2
votes

I have a stacked percentage barplot in ggplot, I'd like to put the total observation number on top of the stacked bars (while keeping the stacked bars in percentages). Yet I keep running into problems.

Below is my code to produce the percentage barplot:

# sample dataset
    set.seed(123)
    cat1<-sample(letters[1:3], 500, replace=T, prob=c(0.1, 0.2, 0.65))
    cat2<-sample(letters[4:8], 500, replace=T, prob=c(0.3, 0.4, 0.75, 0.5, 0.1))
    df <- data.frame(cat1, cat2)

# the barplot
    ggplot(df, aes(x=cat1))+
    geom_bar(aes(fill = cat2),
                    position = 'fill',color = "black")+
    scale_y_continuous(labels = scales::percent)+
    labs ( y = "Percentage")+
      # this final line is me trying to add the label
      geom_text(aes(label=cat1))

# this is the observation number I want display
    table(df$cat1)

    # but I get this error:
Error: geom_text requires the following missing aesthetics: y

so I have 2 questions:

  1. how do I put the total observation number for each of cat1 "N=" label on top of each stacked bar)?
  2. What exactly is the y for the barplot in my code(aes(x=...))? I have x, but no y, but the plot seems to work..

thanks!

2
@Les H: thanks for the post, unfortunately, it doesn't solve my problem. I get error saying that "value" and "ymax" are unknown parameters when I try to do geom_text(aes(label =value,ymax=0))debbybeginner

2 Answers

3
votes

you could try

temp <- data.frame(x=c("a", "b", "c"), y=c(1.02, 1.02, 1.02), z=c(51, 101, 348))

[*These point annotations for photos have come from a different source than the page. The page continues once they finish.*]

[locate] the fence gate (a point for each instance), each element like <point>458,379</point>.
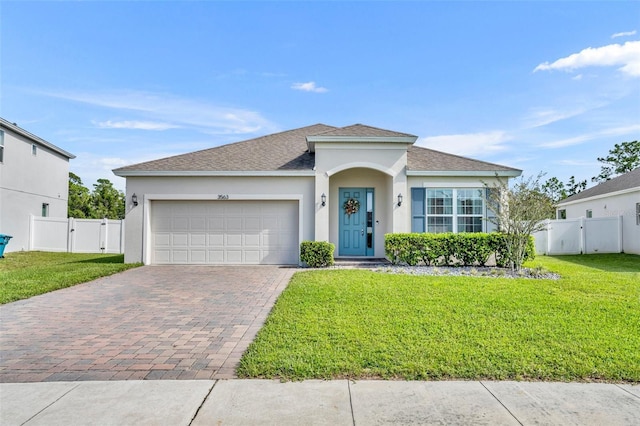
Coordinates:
<point>77,235</point>
<point>580,236</point>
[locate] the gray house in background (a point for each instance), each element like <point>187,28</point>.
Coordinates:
<point>34,180</point>
<point>619,196</point>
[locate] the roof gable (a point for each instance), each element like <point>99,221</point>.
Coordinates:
<point>361,130</point>
<point>425,159</point>
<point>279,151</point>
<point>623,182</point>
<point>33,138</point>
<point>287,152</point>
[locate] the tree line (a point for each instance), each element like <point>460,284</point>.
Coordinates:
<point>520,209</point>
<point>622,158</point>
<point>104,201</point>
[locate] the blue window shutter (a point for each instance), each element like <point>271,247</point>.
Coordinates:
<point>417,210</point>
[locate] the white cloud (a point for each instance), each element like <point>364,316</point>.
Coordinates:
<point>135,125</point>
<point>576,140</point>
<point>308,87</point>
<point>543,116</point>
<point>166,108</point>
<point>627,55</point>
<point>624,34</point>
<point>469,144</point>
<point>578,163</point>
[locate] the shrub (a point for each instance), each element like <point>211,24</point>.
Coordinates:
<point>317,254</point>
<point>449,249</point>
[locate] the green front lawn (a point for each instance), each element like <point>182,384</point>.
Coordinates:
<point>27,274</point>
<point>362,324</point>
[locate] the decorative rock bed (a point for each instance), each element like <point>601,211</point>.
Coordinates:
<point>472,271</point>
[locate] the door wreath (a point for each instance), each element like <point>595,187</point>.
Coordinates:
<point>351,206</point>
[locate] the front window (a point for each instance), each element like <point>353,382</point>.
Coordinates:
<point>438,210</point>
<point>470,210</point>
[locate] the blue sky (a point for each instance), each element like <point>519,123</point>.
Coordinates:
<point>541,86</point>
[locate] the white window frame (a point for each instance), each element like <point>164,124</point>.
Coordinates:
<point>1,146</point>
<point>454,215</point>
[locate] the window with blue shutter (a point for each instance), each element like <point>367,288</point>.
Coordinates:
<point>417,210</point>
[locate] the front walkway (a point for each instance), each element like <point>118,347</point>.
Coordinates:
<point>152,322</point>
<point>316,402</point>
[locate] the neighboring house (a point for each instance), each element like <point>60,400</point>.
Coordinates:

   ggplot(df, aes(x=cat1))+
    geom_bar(aes(fill = cat2),
                    position = 'fill',color = "black")+
    scale_y_continuous(labels = scales::percent)+
    labs ( y = "Percentage")+
      # this final line is me trying to add the label
      geom_text(data=temp, aes(x=x, y=y, label=as.factor(z)))

enter image description here

3
votes

If you don't want to hardcode your summary labels, here's a slightly different approach (but still a bit of a hack) using dplyr to calculate your percentages and format your labels.

I've also reversed your legend to match the order on the chart :)

library(dplyr)

df2 <- df %>%
  group_by(cat1, cat2) %>%
  summarise(n=n())%>%
  mutate(percent = (n / sum(n)), cumsum = cumsum(percent), label=ifelse(cat2=="h", paste0("N=", sum(n)),""))

  ggplot(df2,aes(x=cat1, y=percent, fill=cat2)) +
    scale_y_continuous(labels = scales::percent) +
    labs ( y = "Percentage") +
    geom_bar(position = 'fill',color = "black", stat="identity") +
    geom_text(aes(y=cumsum, label=label), vjust=-1) +
    guides(fill=guide_legend(reverse=T))

enter image description here